Back in 2016, ESPN reported the 30-year-old Russian professional tennis player was suspended for two years by the International Tennis Federation. She was tested positive for the banned substance meldonium. The sentence was then reduced to 15 months that same year.

“My feelings [were] like, you’re going into this deep hole and yet you still have so many years ahead of you… how are you going to turn this around? How are you going to step up?” she told Hamptons Magazine Wednesday. “Those are all things that I think parts of my childhood really prepared me for, and with the way that I’ve been able to handle it. I can say that I’m proud of where I’ve come to be.”

However, not everyone welcomed Sharapova with open arms. French player Alize Cornet slammed the sentence reduction when it was initially announced.

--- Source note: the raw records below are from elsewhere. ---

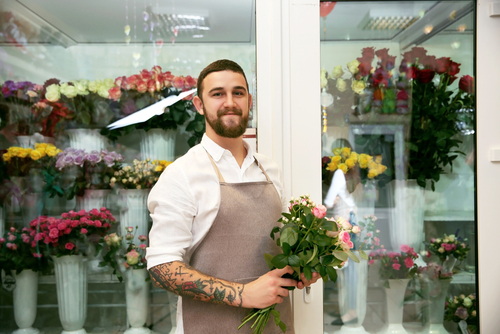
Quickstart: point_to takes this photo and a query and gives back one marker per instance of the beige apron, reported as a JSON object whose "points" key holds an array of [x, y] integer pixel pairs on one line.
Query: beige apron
{"points": [[233, 250]]}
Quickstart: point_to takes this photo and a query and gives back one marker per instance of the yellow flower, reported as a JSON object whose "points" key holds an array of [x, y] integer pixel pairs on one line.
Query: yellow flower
{"points": [[354, 156], [346, 151], [343, 167], [336, 159], [332, 166], [22, 153], [51, 151], [35, 155]]}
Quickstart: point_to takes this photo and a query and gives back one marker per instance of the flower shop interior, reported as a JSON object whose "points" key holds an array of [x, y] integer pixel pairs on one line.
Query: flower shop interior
{"points": [[96, 101]]}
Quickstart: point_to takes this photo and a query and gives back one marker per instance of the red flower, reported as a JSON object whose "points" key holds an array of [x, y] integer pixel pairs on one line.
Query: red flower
{"points": [[442, 65], [454, 68], [425, 76], [368, 53], [466, 84]]}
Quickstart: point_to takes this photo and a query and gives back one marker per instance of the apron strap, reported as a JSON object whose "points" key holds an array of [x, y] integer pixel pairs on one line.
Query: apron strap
{"points": [[221, 178]]}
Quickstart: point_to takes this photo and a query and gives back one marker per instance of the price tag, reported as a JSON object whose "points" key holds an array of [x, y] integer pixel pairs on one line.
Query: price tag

“A player who has tested positive should start from scratch like everyone else and win her place back,” he told reporters at the time. “You shouldn’t roll out the red carpet for her.”

The five-time Grand Slam champion is aware of the criticism, but is still determined to showcase her talent beyond the controversy.

“It’s funny, what I play for is so different now than what I played for when I was young,” she explained. “When you’re away from something for a long time, you realize what you miss and why. There are so many things in tennis that I don’t really get in other parts of my life.

"I play for the competition; I play for the victories that I can earn with my team, who also help me be the player that I am, who work with me on a daily basis. There’s a lot that I play for and what happened was a roadblock. [But I don’t have the mindset to use something like that as ammunition. It’s never been the way I think.”

Sharapova added that she was born to play tennis and refuses to let anything stop her from pursuing a lifelong dream.

“I feel like getting back to what I’ve done since I was a young girl just makes me that much happier, being able to be where I feel that I belong, and where I am best at,” she said. “When you have something taken away from you, you don’t know if you can ever get it back. So I have a lot to [feel] fortunate for!”